Maka Kim Hong Liu-nio pulang seorang diri untuk melaporkan semua peristiwa yang dialami oleh sutenya itu kepada Raja Sabutai dan Permaisuri Khamila, dan selain itu juga menyampaikan undangan pangeran mahkota kepada Raja Sabutai untuk menghadiri hari penobatannya sebagai kaisar pengganti ayahnya.

Hati Kim Hong Liu-nio lega karena sutenya itu berada dalam keadaan aman, maka dia melakukan perjalanan cepat, tidak memperdulikan orang-orang yang memandangnya dengan heran.

Siapa orangnya tidak akan terheran-heran melihat seorang wanita cantik berjalan sedemikian cepatnya seperti terbang saja? Sebentar saja dia sudah keluar dari pintu gerbang itu diikuti oleh pandang mata semua penjaga sampai bayangannya lenyap.

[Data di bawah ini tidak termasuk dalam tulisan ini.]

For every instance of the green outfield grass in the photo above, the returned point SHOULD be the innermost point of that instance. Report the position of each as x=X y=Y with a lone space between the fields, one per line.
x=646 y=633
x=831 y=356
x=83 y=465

Akan tetapi ketika dia tiba di padang rumput di sebelah utara pintu gerbang utara kota raja itu, tiba-tiba dia memandang ke depan dengan alis berkerut karena jauh di depannya dia melihat banyak orang sudah berdiri menghadangnya dan dari jauh saja dapat dilihat pakaian mereka yang berkembang-kembang dan tangan mereka yang memegang tongkat dengan punggung memanggul buntalan-buntalan kuning. Orang-orang Hwa-i Kai-pang!

Dan setelah agak dekat Kim Hong Liu-nio melihat bahwa di antara mereka terdapat mereka yang memanggul buntalan sedikit saja. Ada dua orang yang memanggul tiga buah buntalan kuning, bahkan ada seorang yang memanggul dua buntalan, berarti bahwa diantara mereka itu ada dua orang tokoh Hwa-i Kai-pang tingkat tiga dan bahkan ada seorang tokoh tingkat dua!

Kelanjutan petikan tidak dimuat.